Du strahlst in den roten Satinstoffen, die dich umwickeln
Weißer und harter Qualm verschlingt dich
In feuchten kopfsteingepflasterten Gassen verbringst du deine Nächte
vor den Toren des Bezahlparadieses

Soviel gebe ich, wieviel verlangst du?
In Ladhádhika verkaufen sie, was auch immer du willst
Jedes Zimmer eine Zelle
mit schwerem, männlichem Atem.

Millionen verlorene Einsamkeiten vermengten sich mit dir
Schiffe legten ab, doch vorher läuteten sie das Schiffshorn nach dir
Wieviele Kinder kamen, um ihre Männlichkeit zu finden
und schüchtern ließen sie ihr Taschengeld zurück.

Soviel gebe ich, wie viel verlangst du...

Soviel nehme ich, und du dir alles was du willst
Im Preis ist der Kaffee einbegriffen.

Tagsüber Ölmarkt, des Nachts jedoch Rotlichtmilieu, so mag der Begriff in diesem Sinne auch von (Körper)Öl bzw. von einölen kommen.

Der Bezirk hat sich in den letzten Jahren jedoch durchgestylt. In den Gassen findet man viele kleine Geschäfte: Stoffe, Kleider, Küchen- und Handwerksbedarf, daneben aber auch Tavernenzeilen, die am Vormittag noch alle geschlossen sind. Vom alten Thessaloníki ist hier kaum noch etwas übrig geblieben.


Der ständige Markt zieht uns magisch an. In vielen Geschäften gibt es Frisches, Tiefgefrorenes und Eingelegtes zu kaufen. Die Fischverkäufer überbieten sich beim Anpreisen ihrer Waren. Würden wir hier irgendwo wohnen, hätten wir ordentlich zugelangt, zu verführerisch sind die Angebote.
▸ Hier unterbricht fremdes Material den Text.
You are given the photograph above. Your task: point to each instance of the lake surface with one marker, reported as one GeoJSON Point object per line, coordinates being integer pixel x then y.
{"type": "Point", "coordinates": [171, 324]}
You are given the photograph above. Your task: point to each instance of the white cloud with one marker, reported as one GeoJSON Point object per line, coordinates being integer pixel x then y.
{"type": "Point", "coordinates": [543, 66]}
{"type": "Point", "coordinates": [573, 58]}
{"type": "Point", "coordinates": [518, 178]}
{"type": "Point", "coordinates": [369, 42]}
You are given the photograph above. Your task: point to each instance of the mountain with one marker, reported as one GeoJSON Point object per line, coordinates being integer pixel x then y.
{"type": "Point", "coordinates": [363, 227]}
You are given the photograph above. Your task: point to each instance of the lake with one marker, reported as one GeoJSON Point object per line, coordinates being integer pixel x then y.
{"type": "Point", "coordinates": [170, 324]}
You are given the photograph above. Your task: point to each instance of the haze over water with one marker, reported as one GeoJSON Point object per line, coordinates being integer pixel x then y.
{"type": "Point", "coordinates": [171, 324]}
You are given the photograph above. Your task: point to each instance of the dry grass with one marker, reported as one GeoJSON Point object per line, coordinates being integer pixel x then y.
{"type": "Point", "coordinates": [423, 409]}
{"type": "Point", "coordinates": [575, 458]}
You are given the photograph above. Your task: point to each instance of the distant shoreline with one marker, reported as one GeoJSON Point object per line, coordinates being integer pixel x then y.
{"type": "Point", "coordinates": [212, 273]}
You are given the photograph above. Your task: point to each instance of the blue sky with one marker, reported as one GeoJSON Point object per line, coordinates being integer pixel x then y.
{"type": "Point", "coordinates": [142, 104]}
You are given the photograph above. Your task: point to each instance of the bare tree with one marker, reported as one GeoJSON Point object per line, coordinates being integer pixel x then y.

Stattdessen erstehen wir lediglich Oliven, aber was für welche! Richtig große und fleischige Kalamáta-Oliven, hmmmmm. Auch welche aus Vólos. Oliven ohne Salz, in Kräuter eingelegte, mit Knoblauch, grüne, schwarze. Schließlich wollen wir auch in Deutschland noch etwas davon haben.
Auch Getrocknetes und Gefertigtes gibt es zu kaufen.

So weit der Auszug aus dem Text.